Cameroun – Cacao : le gouvernement veut préserver le pouvoir d’achat des producteurs de cacao

 

En lançant la campagne cacaoyère 2017 – 2018 le 25 aout dernier à Ntui dans le département du Mbam et Kim (région du Centre), le ministre camerounais du Commerce, Luc Magloire Mbarga Atangana, a annoncé des mesures visant à encourager la culture du cacao et à préserver le pouvoir d’achat des producteurs au Cameroun.

Ntui est le chef-lieu du département du Mbam et Kim, l’un des plus importants bassins de production de cacao au Cameroun. Ici, comme dans le reste du pays, les producteurs sont affectés par la chute drastique du prix du cacao qui leur est payé.

En effet, en l’espace de deux ans, le prix du cacao a  baissé de moitié, passant de 1600 F CFA en 2015 à 800 F CFA en 2017.

Cette situation est de nature à décourager les producteurs qui pourraient, comme dans les années 80, abandonner la culture du cacao au profit d’autres spéculations plus rentables.

Or, le gouvernement camerounais, pour sa part, mène une politique qui vise à augmenter la production actuellement d’environ 270 000 tonnes pour atteindre les 600 000 tonnes à moyen terme. Pour ce faire, il encourage les producteurs à produire plus tout en veillant sur la qualité de leur cacao.

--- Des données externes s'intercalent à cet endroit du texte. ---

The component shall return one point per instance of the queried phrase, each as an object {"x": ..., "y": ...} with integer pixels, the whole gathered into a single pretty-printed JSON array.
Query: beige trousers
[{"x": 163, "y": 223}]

C’est donc devant ce public que le ministre du Commerce a choisi d’annoncer les mesures prises par le gouvernement en vue non seulement de maintenir la production à un niveau élevé, mais aussi à préserver le pouvoir d’achat des producteurs.

S’agissant des mesures destinées à atténuer l’impact de la contraction des cours mondiaux du cacao sur le pouvoir d’achat des producteurs, le gouvernement s’engage notamment à réduire de moitié le montant de la redevance à l’exportation. Cette redevance passe donc de 150 à 75 F CFA le kilogramme.

D’autres mesures visent particulièrement les organismes en charge de l’organisation de la filière cacao-café au Cameroun, Le ministre du Commerce prescrit, au cours de la nouvelle campagne, la généralisation du « système des ventes groupées » et le recours systématique à l’occasion de la négociation des prix, aux prix de référence publiés par le Système d’information des filières (SIF).

Selon le gouvernement, ce dispositif permet d’informer les acteurs de la filière, de façon quotidienne, sur la moyenne des prix sur le marché, à travers divers canaux de communication.

Par ailleurs, Luc Magloire Mbarga Atangana annonce le renforcement des contrôles aux frontières avec certains pays producteurs de cacao, notamment le Nigeria, afin de combattre les exportations frauduleuses du cacao camerounais.